Otu analysis and stats!

Dear Pat,

A few questions about the database used in OTU analysis and Hypothesis testing approaches. I want to make sure I know the type of data I’m feeding into the analyses, please help me clarify some of my doubts:

collector’s curves: uses a table of all OTUs found (rare and abundant) on each sample?

diversity calculators: Chao uses only the OTUs present in each sample that represent 1 and 2 sequences?

unifrac.weighted and for other stats: uses the table of OTUs that have a minimum abundance >10 per sample, built with sequences that have a similarity of 97% per OTU and have a classification similary to genus level of 80% to a reference seq in the greengenes/RDP II classifier database?

PCoA: uses the table of OTUs that have a minimum abundance >10 per sample, and considers only presence/absence of the taxa, not phylogenetic distances…so I can use the rabund table for this?

Cheers,

Astrid



PCoA: for these analyses only the

collector’s curves: uses a table of all OTUs found (rare and abundant) on each sample?

Correct.

diversity calculators: Chao uses only the OTUs present in each sample that represent 1 and 2 sequences?

It also uses the total number of OTUs observed.

unifrac.weighted and for other stats: uses the table of OTUs that have a minimum abundance >10 per sample, built with sequences that have a similarity of 97% per OTU and have a classification similary to genus level of 80% to a reference seq in the greengenes/RDP II classifier database?

No. It uses a phylogenetic tree and either a name and group file or a count table

PCoA: uses the table of OTUs that have a minimum abundance >10 per sample, and considers only presence/absence of the taxa, not phylogenetic distances…so I can use the rabund table for this?

No. It uses a distance matrix. Any distance matrix.

Hello Pat,

Thanks for getting back to me so quickly…

Ok, so in the stats analysis the phylogenetic trees include all the sequences that have resulted after the sequencing processing steps have been applied, based only on alignment similarity not on taxonomic identity/similarity… I asked this because when I look at the OTU abundance table by group (create.database) I have found seqs at phylum level with taxonomic similarity under 80% … Is this normal?
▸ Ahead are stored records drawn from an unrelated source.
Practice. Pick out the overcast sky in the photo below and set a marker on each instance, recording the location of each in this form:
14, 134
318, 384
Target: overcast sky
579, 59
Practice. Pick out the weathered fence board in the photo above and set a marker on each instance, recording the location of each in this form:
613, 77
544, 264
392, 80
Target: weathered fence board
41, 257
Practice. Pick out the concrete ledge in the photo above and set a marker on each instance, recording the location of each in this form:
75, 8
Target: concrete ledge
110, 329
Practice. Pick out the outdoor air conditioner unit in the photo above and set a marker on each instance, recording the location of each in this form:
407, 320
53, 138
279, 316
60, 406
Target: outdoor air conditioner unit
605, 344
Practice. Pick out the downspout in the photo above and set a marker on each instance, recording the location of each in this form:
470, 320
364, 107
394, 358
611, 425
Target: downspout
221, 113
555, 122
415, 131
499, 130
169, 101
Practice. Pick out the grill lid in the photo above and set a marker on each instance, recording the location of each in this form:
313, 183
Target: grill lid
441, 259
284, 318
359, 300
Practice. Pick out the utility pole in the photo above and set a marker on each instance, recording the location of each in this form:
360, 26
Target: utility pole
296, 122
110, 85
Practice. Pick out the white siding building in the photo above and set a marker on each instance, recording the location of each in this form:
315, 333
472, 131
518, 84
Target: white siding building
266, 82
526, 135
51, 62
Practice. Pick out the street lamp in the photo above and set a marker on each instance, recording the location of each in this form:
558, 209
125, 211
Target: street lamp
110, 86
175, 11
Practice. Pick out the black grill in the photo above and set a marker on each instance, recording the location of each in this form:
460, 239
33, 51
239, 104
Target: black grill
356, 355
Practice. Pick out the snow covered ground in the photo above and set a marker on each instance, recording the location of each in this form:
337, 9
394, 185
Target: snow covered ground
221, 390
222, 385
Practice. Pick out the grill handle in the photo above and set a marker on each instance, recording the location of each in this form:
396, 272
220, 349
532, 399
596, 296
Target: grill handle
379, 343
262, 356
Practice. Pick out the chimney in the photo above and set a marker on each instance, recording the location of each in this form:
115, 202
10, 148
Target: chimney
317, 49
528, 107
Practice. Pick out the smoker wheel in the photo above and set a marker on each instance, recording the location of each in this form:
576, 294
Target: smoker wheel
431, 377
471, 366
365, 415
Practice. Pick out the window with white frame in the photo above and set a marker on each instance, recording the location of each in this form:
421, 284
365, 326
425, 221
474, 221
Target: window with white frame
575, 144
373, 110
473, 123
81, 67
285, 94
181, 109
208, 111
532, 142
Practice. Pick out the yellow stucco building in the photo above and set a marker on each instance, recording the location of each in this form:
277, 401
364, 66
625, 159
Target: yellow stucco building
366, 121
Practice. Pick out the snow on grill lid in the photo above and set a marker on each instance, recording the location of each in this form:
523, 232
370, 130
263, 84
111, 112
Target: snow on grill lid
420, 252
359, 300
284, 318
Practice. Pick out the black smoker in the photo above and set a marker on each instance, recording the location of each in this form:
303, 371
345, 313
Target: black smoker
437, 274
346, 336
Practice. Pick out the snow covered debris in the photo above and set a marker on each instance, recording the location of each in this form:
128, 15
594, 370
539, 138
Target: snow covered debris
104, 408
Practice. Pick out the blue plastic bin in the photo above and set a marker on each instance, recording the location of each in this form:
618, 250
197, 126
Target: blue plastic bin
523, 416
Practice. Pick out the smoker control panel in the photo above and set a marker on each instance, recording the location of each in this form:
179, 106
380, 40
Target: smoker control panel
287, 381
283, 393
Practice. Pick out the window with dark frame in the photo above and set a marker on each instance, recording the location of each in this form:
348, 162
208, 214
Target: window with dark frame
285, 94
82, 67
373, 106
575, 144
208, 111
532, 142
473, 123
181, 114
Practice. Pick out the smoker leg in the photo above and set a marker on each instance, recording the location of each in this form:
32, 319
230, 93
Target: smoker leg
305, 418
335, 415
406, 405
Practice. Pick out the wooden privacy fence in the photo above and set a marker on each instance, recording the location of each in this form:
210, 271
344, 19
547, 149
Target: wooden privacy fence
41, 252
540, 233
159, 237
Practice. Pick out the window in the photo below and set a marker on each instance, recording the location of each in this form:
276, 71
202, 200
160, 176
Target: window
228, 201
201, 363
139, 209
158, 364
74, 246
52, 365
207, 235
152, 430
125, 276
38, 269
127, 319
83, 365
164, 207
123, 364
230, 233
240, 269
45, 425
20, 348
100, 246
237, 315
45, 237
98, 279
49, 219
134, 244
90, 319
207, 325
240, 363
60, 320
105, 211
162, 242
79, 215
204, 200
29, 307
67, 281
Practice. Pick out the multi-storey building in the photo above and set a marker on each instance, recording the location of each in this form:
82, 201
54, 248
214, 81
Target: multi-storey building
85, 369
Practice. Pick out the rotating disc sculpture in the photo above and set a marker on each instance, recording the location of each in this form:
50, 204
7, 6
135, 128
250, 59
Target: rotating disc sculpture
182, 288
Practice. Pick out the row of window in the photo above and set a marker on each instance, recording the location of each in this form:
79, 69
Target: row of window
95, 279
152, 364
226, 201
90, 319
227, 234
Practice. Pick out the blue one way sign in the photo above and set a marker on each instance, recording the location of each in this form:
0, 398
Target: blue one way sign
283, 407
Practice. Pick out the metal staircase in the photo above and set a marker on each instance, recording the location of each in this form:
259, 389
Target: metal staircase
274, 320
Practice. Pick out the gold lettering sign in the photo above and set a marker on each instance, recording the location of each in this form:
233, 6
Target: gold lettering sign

I read in the 454SOP that the classification has a cutoff of 80% to label 1=genus level…right? but I still have seqs identified lower than 80% at phylum level, any ideas?

OTUNumber OTUConTaxonomy Phylum Class Order Family Genus
Otu0057 Bacteria 100 ;“Planctomycetes” 63 ;“Planctomycetacia” 63 ;Planctomycetales 63 ;Planctomycetaceae 63 ;unclassified 57
Otu0094 Bacteria 100 ;unclassified 55 ;unclassified 55 ;unclassified 55 ;unclassified 55 ;unclassified 55
Otu0192 Bacteria 100 ;“Planctomycetes” 77 ;“Planctomycetacia” 77 ;Planctomycetales 77 ;Planctomycetaceae 77 ;unclassified 77



I also want to double check if for everything, community membership and structure comparisons, only OTUs present at least 10 times on a sample are considered by default...

Cheers,

Astrid

What command syntax are you running for classify.seqs and the database command?

Hello Pat,

I would like to discuss again with you about the output of classified seqs. When I create.database I see that the taxonomic identification to class (& sometimes phylum) level is many times lower than 80%. Which doesn’t make sense because there is a cutoff of 80% similarity to genus level, right? I wonder how poorly identified seqs create noise in the analysis? any ideas?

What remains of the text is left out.